- Born: August 6, 1960 (age 66)
- Education: Master of Science in Information Systems
- Alma mater: Claremont Graduate University
- Occupations: Computer forensics expert, cybercrime investigator
- Employer: Data Forté
- Known for: Conducting the first court-ordered Internet wiretap in the U.S.

= Peter Garza =

Peter Garza (born August 6, 1960) is a United States computer forensics expert and cybercrime investigator.

As a Special Agent with the Naval Criminal Investigative Service, he conducted the first court-ordered Internet wiretap in the United States, leading to the conviction of hacker Julio Cesar Ardita. Garza later founded EvidentData, Inc., which was acquired by First Advantage, and then established Data Forté in 2009. He has played a pivotal role in several high-profile civil cases, including a $934 million jury award in Beckman Coulter Inc. v. Dovatron International Inc. and a $45 million jury award in Steinberg, Moorad & Dunn, Inc. v. Dunn. Garza holds a Master of Science in Information Systems from Claremont Graduate University and has taught computer forensics at California State Polytechnic University, Pomona.

== Career ==
As a Special Agent with the Naval Criminal Investigative Service, Peter Garza conducted the first court-ordered Internet wiretap in the United States while investigating the Julio Cesar Ardita ("El Griton") hacking case. Ardita was charged by the U.S. Justice Department with using compromised user accounts at Harvard University to hack into government and university computer systems in the U.S. and abroad. Ardita pleaded guilty on May 19, 1998 in the United States District Court of Massachusetts to unlawfully intercepting electronic communications and damaging files on military computer systems.

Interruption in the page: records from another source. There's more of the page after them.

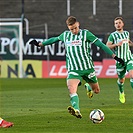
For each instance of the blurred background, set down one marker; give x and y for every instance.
(42, 19)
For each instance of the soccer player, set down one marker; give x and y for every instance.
(79, 62)
(119, 41)
(5, 124)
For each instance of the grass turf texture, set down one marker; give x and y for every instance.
(40, 106)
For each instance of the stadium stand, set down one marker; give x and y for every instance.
(54, 13)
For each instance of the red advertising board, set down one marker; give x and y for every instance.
(57, 69)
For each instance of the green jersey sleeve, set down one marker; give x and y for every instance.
(110, 39)
(104, 47)
(50, 41)
(91, 37)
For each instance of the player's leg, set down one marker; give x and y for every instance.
(130, 70)
(89, 90)
(5, 124)
(120, 82)
(131, 78)
(92, 83)
(72, 85)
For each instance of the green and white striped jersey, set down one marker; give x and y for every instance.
(122, 51)
(78, 49)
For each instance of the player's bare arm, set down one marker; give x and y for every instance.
(112, 46)
(130, 43)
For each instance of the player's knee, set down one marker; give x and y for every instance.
(97, 90)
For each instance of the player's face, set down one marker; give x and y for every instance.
(118, 24)
(74, 28)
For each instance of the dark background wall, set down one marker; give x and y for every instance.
(54, 13)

Garza founded EvidentData, a private sector investigative firm specializing in computer forensics. EvidentData was acquired by First Advantage which he left in 2009 to form Data Forté. Garza continues to be involved in many high-profile civil cases. He gave expert testimony regarding altered electronic documents in a case (Beckman Coulter Inc. v. Dovatron International Inc.) which resulted in a $934 million jury award and testified regarding critical deleted but recoverable data in a case (Steinberg, Moorad & Dunn, Inc. v. Dunn) brought by sports agent Leigh Steinberg against former partner David Dunn which resulted in a $45 million jury award.

Peter Garza earned a Master of Science in Information Systems from Claremont Graduate University in 2001. He also developed and taught a graduate course in Computer Forensics at California State Polytechnic University, Pomona.